Here, intelligibility is a persona: a mask. Anyone can apply this mask to an actor, here the jazz musician: when it is applied by the historian or critic, the mask takes the shape of narrativization. When applied by those conforming to Jazz, it could be called imperialism. The interaction between the actor and the mask – the acceptance of the mask, the identity of the actor – settles the level of intelligibility for the applicant. So, as a black British improvising musician, why am I focussing on European musical processes from the eleventh to the fourteenth centuries? Is this a mask I am expected or allowed to wear? These are questions I must be aware of during the rehearsal and performance process of the work.

layering/play

In 1964, the composer Earle Brown gave a lecture about notation in modern music in America and Europe. Brown argued that the contemporary approaches to "new" notation have analogues to the many methods and ideas before 1600; and that new notation has to have some measure of representing that which cannot be done using standard notation, or at least releases the performer from a usual practice. To a lesser or greater extent, all notations rely on the performer to make choices about how the interpretation of the notation. This is usually framed in terms of ambiguity: Brown notes this as a contemporary indication, but argues that the matter is not quite settled and requires more musicological analysis. He then speaks of the necessity of clarity from the notation in order to allow the performer to make musical choices. Boorman's discussion of the allusive aspects of notation highlights that notation is clarifying a zone beyond simple mechanical playing of an instrument, and towards performativity. But the clarity in medieval notation was more important for memorization, not sight reading: and I need to consider how (or whether) to aid recalling the compositions in an ensemble.
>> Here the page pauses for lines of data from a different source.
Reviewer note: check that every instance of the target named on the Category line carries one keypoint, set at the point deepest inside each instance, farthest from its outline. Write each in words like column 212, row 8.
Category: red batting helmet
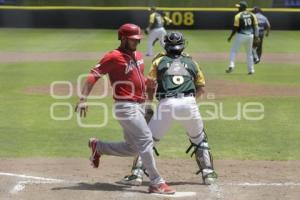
column 131, row 31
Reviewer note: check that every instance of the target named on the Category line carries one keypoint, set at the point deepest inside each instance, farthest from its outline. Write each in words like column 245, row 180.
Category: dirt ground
column 238, row 180
column 71, row 178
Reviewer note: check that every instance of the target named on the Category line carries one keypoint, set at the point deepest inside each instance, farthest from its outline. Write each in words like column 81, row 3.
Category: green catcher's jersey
column 174, row 76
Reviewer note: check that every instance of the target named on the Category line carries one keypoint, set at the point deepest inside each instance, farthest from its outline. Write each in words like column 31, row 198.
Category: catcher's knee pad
column 138, row 168
column 203, row 155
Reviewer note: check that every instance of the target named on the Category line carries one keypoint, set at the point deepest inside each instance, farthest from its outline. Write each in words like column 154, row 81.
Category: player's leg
column 162, row 34
column 159, row 124
column 195, row 130
column 248, row 46
column 259, row 48
column 151, row 39
column 254, row 53
column 233, row 52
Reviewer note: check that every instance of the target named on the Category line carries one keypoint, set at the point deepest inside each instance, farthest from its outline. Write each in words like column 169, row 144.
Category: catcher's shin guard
column 204, row 160
column 137, row 173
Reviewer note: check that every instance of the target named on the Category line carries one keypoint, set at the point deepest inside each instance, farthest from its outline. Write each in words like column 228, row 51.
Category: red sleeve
column 104, row 66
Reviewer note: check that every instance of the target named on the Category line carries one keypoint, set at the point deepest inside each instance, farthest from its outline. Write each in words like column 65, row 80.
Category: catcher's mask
column 130, row 31
column 174, row 43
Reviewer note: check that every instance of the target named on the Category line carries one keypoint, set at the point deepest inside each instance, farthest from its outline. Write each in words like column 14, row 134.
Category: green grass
column 26, row 128
column 70, row 40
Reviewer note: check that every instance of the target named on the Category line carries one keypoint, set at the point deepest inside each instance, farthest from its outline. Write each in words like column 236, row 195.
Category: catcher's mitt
column 256, row 41
column 146, row 31
column 148, row 113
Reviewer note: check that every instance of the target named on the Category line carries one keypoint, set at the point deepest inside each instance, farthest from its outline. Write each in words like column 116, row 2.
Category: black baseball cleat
column 95, row 156
column 229, row 70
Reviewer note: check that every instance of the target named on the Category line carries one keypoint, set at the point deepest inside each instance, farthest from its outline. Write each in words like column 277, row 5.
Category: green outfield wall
column 113, row 17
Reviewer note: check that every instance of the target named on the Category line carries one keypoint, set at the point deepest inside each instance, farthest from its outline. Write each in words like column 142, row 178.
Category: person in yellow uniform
column 246, row 27
column 156, row 29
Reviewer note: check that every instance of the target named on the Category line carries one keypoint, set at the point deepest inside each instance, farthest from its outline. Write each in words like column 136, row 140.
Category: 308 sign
column 181, row 18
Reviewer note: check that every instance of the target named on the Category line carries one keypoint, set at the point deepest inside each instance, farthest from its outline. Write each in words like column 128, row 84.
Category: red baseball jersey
column 126, row 73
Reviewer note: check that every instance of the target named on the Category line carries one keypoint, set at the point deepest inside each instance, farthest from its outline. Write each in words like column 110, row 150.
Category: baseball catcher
column 179, row 81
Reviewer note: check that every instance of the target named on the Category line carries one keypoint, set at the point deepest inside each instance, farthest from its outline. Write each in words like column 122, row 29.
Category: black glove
column 148, row 113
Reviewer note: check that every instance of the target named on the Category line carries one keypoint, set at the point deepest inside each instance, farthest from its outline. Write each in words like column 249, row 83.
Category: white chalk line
column 262, row 184
column 34, row 180
column 177, row 194
column 214, row 188
column 29, row 177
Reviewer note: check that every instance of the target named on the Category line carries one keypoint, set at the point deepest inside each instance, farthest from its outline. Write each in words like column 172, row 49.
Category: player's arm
column 199, row 81
column 167, row 20
column 255, row 27
column 151, row 81
column 235, row 27
column 151, row 21
column 268, row 27
column 88, row 85
column 100, row 69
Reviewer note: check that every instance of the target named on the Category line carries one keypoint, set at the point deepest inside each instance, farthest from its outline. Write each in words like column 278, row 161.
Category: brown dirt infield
column 240, row 180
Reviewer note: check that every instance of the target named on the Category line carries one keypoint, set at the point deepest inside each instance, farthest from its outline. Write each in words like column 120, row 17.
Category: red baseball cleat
column 95, row 156
column 161, row 188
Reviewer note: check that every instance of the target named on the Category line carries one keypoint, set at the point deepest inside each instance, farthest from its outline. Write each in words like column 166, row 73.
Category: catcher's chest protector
column 177, row 68
column 175, row 76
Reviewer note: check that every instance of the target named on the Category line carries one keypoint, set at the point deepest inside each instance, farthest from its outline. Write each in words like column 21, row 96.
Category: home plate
column 177, row 194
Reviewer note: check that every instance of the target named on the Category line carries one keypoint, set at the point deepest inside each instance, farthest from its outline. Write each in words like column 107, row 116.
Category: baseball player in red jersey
column 125, row 68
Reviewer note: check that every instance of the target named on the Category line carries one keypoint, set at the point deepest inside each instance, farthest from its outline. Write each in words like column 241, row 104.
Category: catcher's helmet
column 131, row 31
column 174, row 42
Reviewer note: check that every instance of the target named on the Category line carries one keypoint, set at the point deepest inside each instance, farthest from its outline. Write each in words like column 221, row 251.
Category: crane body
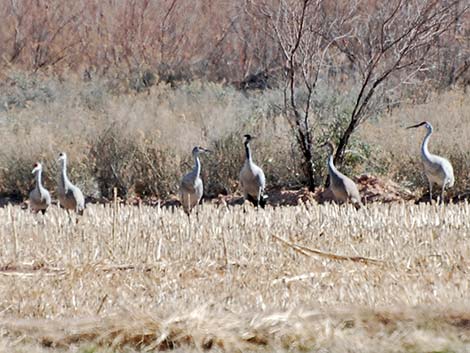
column 437, row 169
column 252, row 178
column 342, row 187
column 192, row 188
column 39, row 197
column 70, row 196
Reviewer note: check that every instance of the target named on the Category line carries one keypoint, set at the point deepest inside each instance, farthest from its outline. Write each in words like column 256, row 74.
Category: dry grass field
column 392, row 278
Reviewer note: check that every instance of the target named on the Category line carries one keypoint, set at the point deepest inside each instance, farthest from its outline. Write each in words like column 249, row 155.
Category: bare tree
column 298, row 28
column 392, row 42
If a piece is collaboratively composed, who is the composer? Berger has theorised that medieval singers were capable of visualising whole compositions with counterpoint in the mind; also, they memorized formulae for spontaneously constructing counterpoint. This layering of idiomatic devices and distribution of authorship echoes Barthes' idea around a text being formed from a variety of other texts. In my proposal I had initially spoken of producing scores that retained the intention of the compositions as I perceive them, when I heard. But this is clearly impossible: even as the composer, my hearing of the piece cannot be a true hearing; any listener will create their own meaning from what they hear, regardless of my intentions. Who do I want to hear the music, and how do I want them to hear it? I had previously thought of my research as being more focussed on the technical aspects of the work; but my (non-)interaction with the pieces is just as important, I feel. Through this, I do have a sense of connection to a creative tradition of jazz: that of taking material and playing with it. Maybe there is an internal conflict between three things:

  1. informed play, where the musician has a deep understanding of the material and uses that information;
  2. exploratory play, where the musician doesn't know the material at all and is testing what can be done; and
  3. schooled play, where the musician has generalised rules on how to play and applies them to ANY material given.

My research project assumes a development of informed play; but why shouldn't exploratory play happen within the work? How would – and indeed, should – I mitigate schooled play, and (how) does this affect my status as creator of the work?